Above, exhibit designer Katherine McCusker and researcher Maureen Hennessey enjoy the dance interactive.
Below, images from the opening weekend. All images below copyright Geraldine Sweeney, 2008. All Rights reserved.

Changeable! That was our mantra and these innovator panels can "live" in different sections of the exhibit. So on one visit, you can learn about Herman Melville in the context of success, in another, in the context of obstacles.

A very cool interactive that somehow turns your movements into shapes--connected to the idea that for many innovators, like dancer Ted Shawn, founder of Jacob's Pillow, innovation is, in part, composed of trying--and trying again and again until you get it right, whatever that right might be defined to be.

Obstacles--puzzles and mazes, at several different ability levels, give visitors the chance to keep at problem solving.
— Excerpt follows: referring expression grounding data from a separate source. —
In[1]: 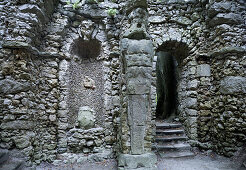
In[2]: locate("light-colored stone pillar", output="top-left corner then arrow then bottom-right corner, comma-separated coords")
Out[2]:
118,0 -> 157,169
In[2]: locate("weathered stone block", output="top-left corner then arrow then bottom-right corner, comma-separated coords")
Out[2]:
128,95 -> 148,126
185,98 -> 197,109
14,136 -> 30,149
19,4 -> 46,23
220,76 -> 246,94
77,106 -> 95,129
131,125 -> 145,155
126,0 -> 148,14
118,153 -> 157,169
170,16 -> 192,26
208,2 -> 232,18
0,78 -> 31,94
123,22 -> 150,40
209,13 -> 243,27
121,39 -> 154,56
187,80 -> 198,90
148,16 -> 166,24
0,121 -> 34,130
185,109 -> 198,116
83,76 -> 95,89
125,54 -> 152,67
197,64 -> 211,77
126,67 -> 152,94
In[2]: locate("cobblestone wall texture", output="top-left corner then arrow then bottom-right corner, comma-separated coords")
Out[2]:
0,0 -> 245,165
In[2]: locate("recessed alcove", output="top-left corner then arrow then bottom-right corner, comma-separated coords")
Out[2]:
67,39 -> 105,129
71,38 -> 101,60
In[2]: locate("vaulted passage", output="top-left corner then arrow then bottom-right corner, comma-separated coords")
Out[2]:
156,51 -> 178,120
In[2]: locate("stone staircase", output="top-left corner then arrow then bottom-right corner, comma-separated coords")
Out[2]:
0,149 -> 25,170
153,121 -> 195,158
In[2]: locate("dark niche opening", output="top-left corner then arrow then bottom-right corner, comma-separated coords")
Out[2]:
156,41 -> 188,120
71,39 -> 101,59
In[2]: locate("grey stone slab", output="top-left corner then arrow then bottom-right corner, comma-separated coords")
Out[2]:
208,2 -> 232,18
0,78 -> 31,94
0,150 -> 9,165
209,13 -> 243,27
126,67 -> 152,94
170,16 -> 192,26
159,150 -> 195,158
127,78 -> 151,94
210,46 -> 246,58
118,153 -> 157,169
0,121 -> 34,130
0,158 -> 24,170
220,76 -> 246,94
197,64 -> 211,77
128,95 -> 148,126
121,39 -> 154,56
125,54 -> 152,68
148,16 -> 166,24
185,98 -> 197,109
125,0 -> 148,14
19,4 -> 46,23
131,125 -> 145,155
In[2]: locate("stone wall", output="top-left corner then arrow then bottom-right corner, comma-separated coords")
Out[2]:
0,0 -> 120,165
148,0 -> 246,156
0,49 -> 59,165
0,0 -> 245,166
148,0 -> 204,140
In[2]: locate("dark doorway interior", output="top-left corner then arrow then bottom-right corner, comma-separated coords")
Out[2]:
156,51 -> 178,120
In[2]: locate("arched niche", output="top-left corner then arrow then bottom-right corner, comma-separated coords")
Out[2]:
67,38 -> 105,128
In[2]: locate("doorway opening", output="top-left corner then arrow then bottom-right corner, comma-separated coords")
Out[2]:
156,51 -> 178,120
155,41 -> 188,121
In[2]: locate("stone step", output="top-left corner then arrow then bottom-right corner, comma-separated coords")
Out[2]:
159,150 -> 195,158
156,122 -> 182,129
0,159 -> 24,170
154,143 -> 191,151
156,129 -> 184,135
155,136 -> 188,142
0,150 -> 9,165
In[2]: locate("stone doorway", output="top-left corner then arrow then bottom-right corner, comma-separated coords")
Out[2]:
153,42 -> 195,158
155,41 -> 189,123
156,51 -> 178,121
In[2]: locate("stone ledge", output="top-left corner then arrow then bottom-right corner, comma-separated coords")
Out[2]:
2,40 -> 66,59
199,46 -> 246,58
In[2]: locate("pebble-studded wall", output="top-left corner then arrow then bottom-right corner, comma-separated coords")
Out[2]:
0,0 -> 245,167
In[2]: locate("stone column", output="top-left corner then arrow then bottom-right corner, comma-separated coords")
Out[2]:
118,0 -> 157,169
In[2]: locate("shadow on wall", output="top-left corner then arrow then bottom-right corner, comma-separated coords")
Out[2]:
156,41 -> 189,120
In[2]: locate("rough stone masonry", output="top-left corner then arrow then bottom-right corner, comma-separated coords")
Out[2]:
0,0 -> 245,169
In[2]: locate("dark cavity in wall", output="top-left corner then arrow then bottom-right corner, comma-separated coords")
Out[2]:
71,38 -> 101,60
156,41 -> 188,120
68,39 -> 104,128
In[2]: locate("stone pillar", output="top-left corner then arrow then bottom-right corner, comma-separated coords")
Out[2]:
118,0 -> 157,169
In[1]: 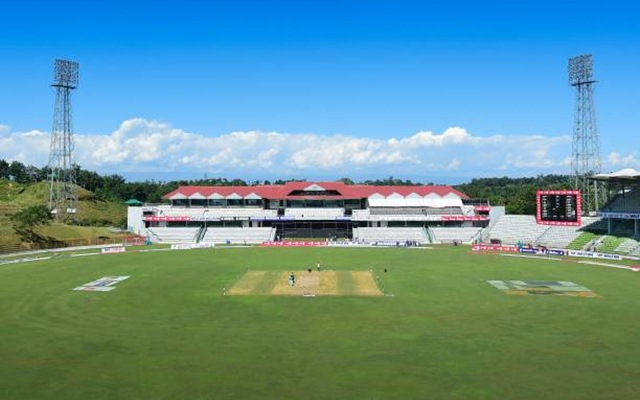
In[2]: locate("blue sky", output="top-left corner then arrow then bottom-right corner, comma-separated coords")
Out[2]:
1,0 -> 639,183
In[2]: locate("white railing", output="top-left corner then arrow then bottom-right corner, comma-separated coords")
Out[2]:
284,208 -> 345,220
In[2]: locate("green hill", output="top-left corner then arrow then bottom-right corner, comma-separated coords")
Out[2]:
0,179 -> 130,252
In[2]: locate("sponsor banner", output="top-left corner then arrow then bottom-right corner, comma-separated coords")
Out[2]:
101,246 -> 126,254
370,241 -> 411,246
143,216 -> 190,222
475,244 -> 568,257
261,241 -> 328,247
193,242 -> 214,249
597,212 -> 640,220
328,241 -> 360,247
189,216 -> 222,221
518,247 -> 566,256
71,253 -> 100,258
567,250 -> 622,261
73,276 -> 130,292
441,215 -> 489,221
536,219 -> 581,227
170,243 -> 215,250
472,244 -> 519,253
475,244 -> 626,261
519,247 -> 539,254
0,256 -> 53,266
171,243 -> 193,250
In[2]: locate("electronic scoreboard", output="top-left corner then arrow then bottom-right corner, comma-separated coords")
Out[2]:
536,190 -> 581,226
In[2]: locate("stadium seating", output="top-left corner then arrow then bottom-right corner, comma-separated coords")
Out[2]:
614,238 -> 640,254
534,226 -> 584,249
430,227 -> 482,244
486,215 -> 549,245
630,243 -> 640,257
486,215 -> 608,248
201,227 -> 275,244
147,227 -> 200,243
354,227 -> 428,243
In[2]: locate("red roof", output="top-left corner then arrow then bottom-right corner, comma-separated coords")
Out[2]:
164,181 -> 468,200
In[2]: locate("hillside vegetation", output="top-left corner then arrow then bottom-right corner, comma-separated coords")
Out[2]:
0,179 -> 129,251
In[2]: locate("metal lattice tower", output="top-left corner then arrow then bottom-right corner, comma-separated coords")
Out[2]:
48,59 -> 79,222
568,54 -> 602,215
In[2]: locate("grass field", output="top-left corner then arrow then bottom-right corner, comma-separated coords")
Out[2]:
2,246 -> 640,399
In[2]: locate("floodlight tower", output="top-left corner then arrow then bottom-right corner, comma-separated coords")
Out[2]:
48,59 -> 79,222
568,54 -> 602,215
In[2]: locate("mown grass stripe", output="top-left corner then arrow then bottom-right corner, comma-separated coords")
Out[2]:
336,270 -> 355,295
251,271 -> 282,295
228,271 -> 265,295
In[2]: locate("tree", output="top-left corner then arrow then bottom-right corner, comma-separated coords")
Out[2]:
0,159 -> 9,179
11,205 -> 53,243
454,174 -> 572,214
338,177 -> 355,185
8,161 -> 29,183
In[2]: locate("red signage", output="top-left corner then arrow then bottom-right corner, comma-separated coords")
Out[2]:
441,215 -> 489,221
143,216 -> 190,222
261,241 -> 328,247
472,244 -> 519,253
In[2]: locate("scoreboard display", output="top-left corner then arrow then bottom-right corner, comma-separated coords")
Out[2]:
536,190 -> 582,226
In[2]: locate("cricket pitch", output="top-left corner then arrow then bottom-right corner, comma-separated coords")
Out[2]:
228,270 -> 383,296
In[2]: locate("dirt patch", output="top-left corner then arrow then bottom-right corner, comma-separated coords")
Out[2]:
229,270 -> 381,296
271,270 -> 339,296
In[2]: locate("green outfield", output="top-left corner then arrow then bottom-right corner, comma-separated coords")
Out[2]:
2,246 -> 640,399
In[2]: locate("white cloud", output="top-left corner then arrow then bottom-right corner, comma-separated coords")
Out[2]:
0,118 -> 579,179
607,151 -> 638,168
447,158 -> 461,170
0,128 -> 50,165
390,127 -> 481,148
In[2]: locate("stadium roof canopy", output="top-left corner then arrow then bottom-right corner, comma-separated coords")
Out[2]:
591,168 -> 640,183
164,181 -> 468,201
368,197 -> 464,208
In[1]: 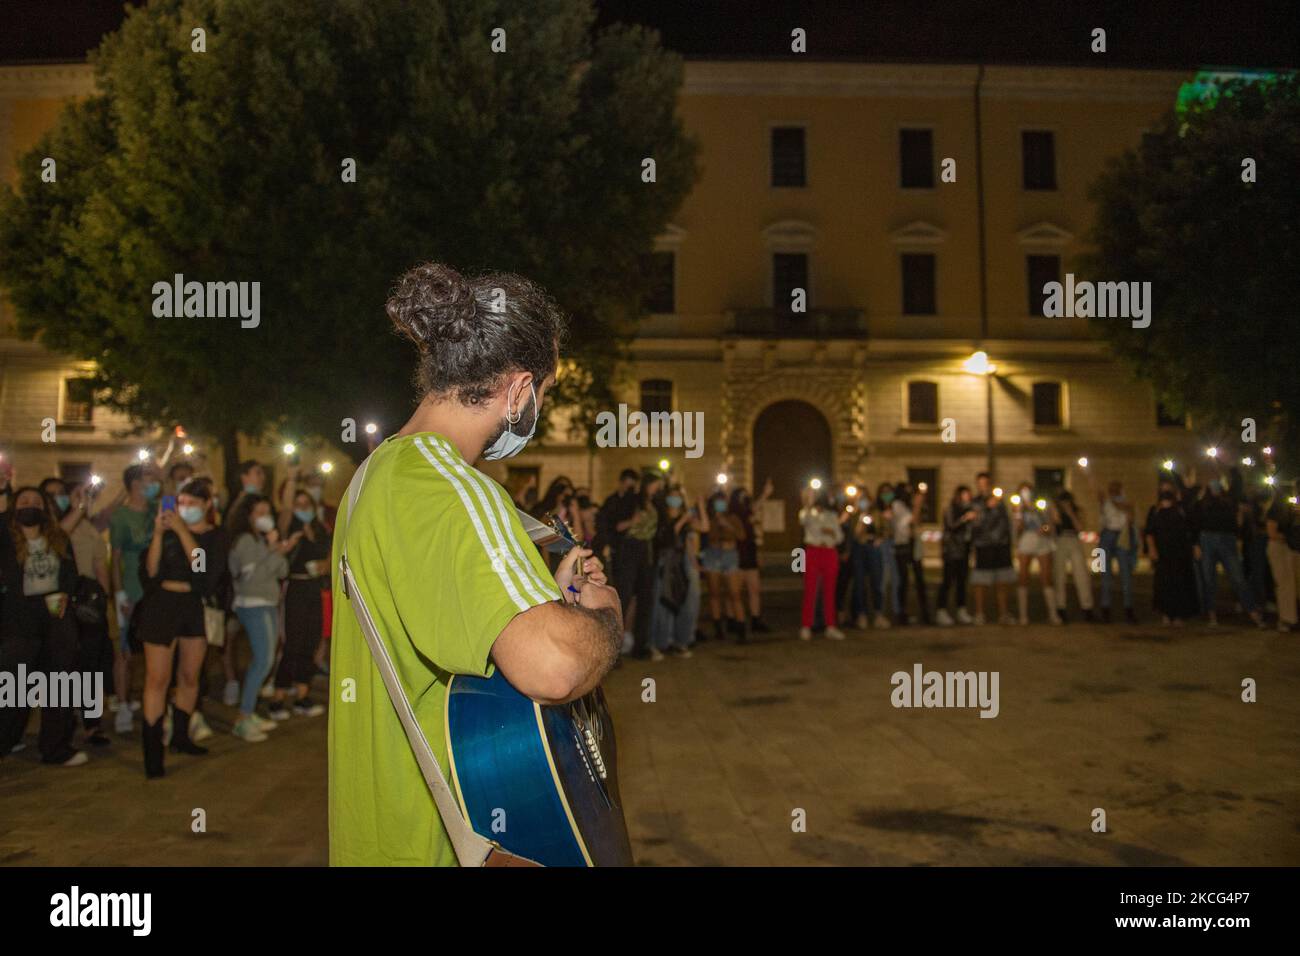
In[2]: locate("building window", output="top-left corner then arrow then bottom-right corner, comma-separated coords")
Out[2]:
643,251 -> 675,314
1022,130 -> 1057,190
59,462 -> 94,489
773,252 -> 809,315
770,127 -> 806,188
901,254 -> 937,315
61,376 -> 95,425
640,379 -> 673,415
1156,401 -> 1186,428
1032,382 -> 1063,428
1033,467 -> 1066,497
906,381 -> 939,427
899,129 -> 934,189
906,467 -> 939,523
1026,255 -> 1061,316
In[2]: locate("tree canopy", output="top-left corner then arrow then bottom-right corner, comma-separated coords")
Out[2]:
0,0 -> 697,482
1082,72 -> 1300,467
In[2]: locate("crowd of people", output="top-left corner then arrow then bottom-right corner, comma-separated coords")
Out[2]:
793,467 -> 1299,636
0,449 -> 334,773
520,463 -> 1300,659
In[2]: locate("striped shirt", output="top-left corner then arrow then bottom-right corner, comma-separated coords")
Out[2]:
328,433 -> 560,866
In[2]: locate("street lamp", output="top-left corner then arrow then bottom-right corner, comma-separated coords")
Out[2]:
963,351 -> 998,473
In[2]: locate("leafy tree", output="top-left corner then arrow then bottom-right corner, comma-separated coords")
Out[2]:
0,0 -> 697,491
1081,73 -> 1300,468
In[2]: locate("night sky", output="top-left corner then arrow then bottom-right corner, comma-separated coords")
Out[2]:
1,0 -> 1297,68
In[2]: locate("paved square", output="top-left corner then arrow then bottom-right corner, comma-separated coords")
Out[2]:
1,582 -> 1296,866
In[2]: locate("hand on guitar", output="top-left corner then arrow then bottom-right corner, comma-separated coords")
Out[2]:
555,546 -> 606,602
575,578 -> 622,629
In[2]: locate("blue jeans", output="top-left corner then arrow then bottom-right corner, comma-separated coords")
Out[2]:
1199,530 -> 1256,613
848,540 -> 874,618
235,605 -> 277,715
873,541 -> 899,616
1098,529 -> 1136,610
651,553 -> 700,651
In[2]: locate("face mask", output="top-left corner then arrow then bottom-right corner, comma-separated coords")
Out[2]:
294,508 -> 316,524
253,514 -> 275,534
713,500 -> 727,513
143,481 -> 161,500
178,504 -> 205,525
1113,494 -> 1126,503
53,494 -> 71,513
307,486 -> 323,502
15,507 -> 44,528
881,491 -> 894,504
665,494 -> 683,508
243,483 -> 261,495
482,381 -> 539,461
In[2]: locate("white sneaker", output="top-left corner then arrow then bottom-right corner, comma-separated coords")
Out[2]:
190,711 -> 214,743
61,751 -> 89,767
873,613 -> 891,630
799,627 -> 812,641
825,626 -> 846,641
222,680 -> 240,707
972,614 -> 987,626
935,609 -> 955,627
259,681 -> 276,700
114,704 -> 133,735
956,608 -> 974,625
10,741 -> 26,754
232,717 -> 268,743
855,614 -> 868,630
252,714 -> 278,732
649,648 -> 665,662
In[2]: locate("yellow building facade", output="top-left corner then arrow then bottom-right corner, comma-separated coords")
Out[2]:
0,60 -> 1202,542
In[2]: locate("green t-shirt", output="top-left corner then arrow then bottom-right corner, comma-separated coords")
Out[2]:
109,503 -> 154,601
328,433 -> 560,866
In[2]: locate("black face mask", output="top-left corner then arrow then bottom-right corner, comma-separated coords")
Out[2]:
15,507 -> 45,528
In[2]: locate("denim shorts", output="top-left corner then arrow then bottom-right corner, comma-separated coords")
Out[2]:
700,546 -> 739,574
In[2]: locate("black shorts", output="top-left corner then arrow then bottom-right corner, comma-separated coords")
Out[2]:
974,543 -> 1012,571
135,588 -> 206,646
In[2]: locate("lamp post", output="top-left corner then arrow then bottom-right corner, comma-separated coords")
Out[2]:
963,350 -> 997,474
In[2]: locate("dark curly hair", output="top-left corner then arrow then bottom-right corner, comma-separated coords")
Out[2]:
385,262 -> 568,406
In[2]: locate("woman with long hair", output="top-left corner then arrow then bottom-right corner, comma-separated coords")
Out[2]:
729,479 -> 773,633
1012,481 -> 1061,625
649,485 -> 708,659
137,477 -> 228,777
0,487 -> 85,766
890,482 -> 931,625
613,471 -> 662,657
935,484 -> 976,625
532,475 -> 576,572
267,489 -> 331,719
226,494 -> 293,741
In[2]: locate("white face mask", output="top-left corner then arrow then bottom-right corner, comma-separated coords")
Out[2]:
482,381 -> 539,462
253,514 -> 275,534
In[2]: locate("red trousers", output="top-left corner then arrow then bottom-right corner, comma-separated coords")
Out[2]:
801,545 -> 840,628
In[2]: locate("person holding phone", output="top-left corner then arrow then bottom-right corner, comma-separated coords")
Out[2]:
267,489 -> 330,719
136,477 -> 228,777
226,494 -> 292,741
0,487 -> 86,766
108,462 -> 160,734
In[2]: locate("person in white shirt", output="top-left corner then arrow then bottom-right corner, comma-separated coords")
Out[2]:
798,487 -> 845,641
1094,479 -> 1139,623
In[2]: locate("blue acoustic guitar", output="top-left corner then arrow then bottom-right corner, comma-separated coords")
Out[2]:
444,511 -> 634,867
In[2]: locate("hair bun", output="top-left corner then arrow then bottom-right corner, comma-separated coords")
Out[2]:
386,261 -> 477,346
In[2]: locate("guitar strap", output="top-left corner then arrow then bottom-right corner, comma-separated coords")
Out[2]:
339,452 -> 540,868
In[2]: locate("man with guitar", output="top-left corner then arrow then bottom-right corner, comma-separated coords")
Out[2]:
329,262 -> 622,866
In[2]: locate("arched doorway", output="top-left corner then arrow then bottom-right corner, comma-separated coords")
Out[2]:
752,400 -> 833,554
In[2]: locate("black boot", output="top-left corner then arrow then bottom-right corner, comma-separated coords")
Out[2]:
713,618 -> 725,643
732,618 -> 749,644
169,708 -> 209,756
142,718 -> 165,779
750,616 -> 771,633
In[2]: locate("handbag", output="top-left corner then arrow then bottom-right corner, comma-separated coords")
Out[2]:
204,603 -> 226,647
72,575 -> 108,625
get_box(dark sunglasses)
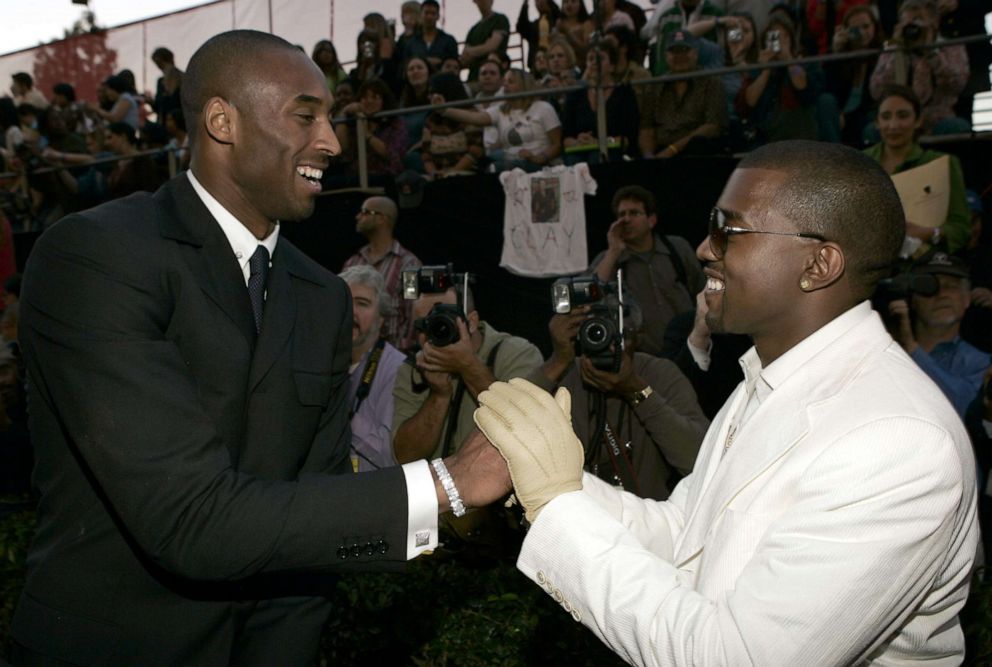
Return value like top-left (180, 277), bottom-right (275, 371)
top-left (708, 207), bottom-right (827, 259)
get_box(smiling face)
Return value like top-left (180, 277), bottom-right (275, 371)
top-left (877, 94), bottom-right (921, 151)
top-left (227, 48), bottom-right (338, 226)
top-left (406, 58), bottom-right (430, 88)
top-left (697, 168), bottom-right (819, 345)
top-left (503, 70), bottom-right (523, 94)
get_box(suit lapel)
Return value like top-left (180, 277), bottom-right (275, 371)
top-left (248, 246), bottom-right (296, 392)
top-left (673, 310), bottom-right (893, 566)
top-left (157, 176), bottom-right (256, 347)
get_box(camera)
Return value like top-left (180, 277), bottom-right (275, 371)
top-left (551, 272), bottom-right (625, 373)
top-left (875, 272), bottom-right (939, 302)
top-left (414, 303), bottom-right (464, 347)
top-left (403, 264), bottom-right (460, 301)
top-left (551, 276), bottom-right (609, 314)
top-left (727, 26), bottom-right (743, 43)
top-left (766, 30), bottom-right (781, 54)
top-left (361, 40), bottom-right (375, 59)
top-left (847, 26), bottom-right (862, 45)
top-left (902, 22), bottom-right (924, 45)
top-left (404, 264), bottom-right (472, 347)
A beautiful use of an off-the-shelf product--the puzzles--to make an important point.

Problem solving--at this station visitors use different materials to design a solution to a common housework problem--from doing homework to cleaning your room. It demonstrates here, as it did in our prototyping, that a little direction and alot of materials make for an engaging experience for almost everyone.

This is what one visitor told me she'd never seen at another museum. Designed in the middle of space, and meant primarily as a school group meeting place, this comfortable space appears to have rapidly become a place for visitors to work alone or together. Maybe this is the exhibit's town square.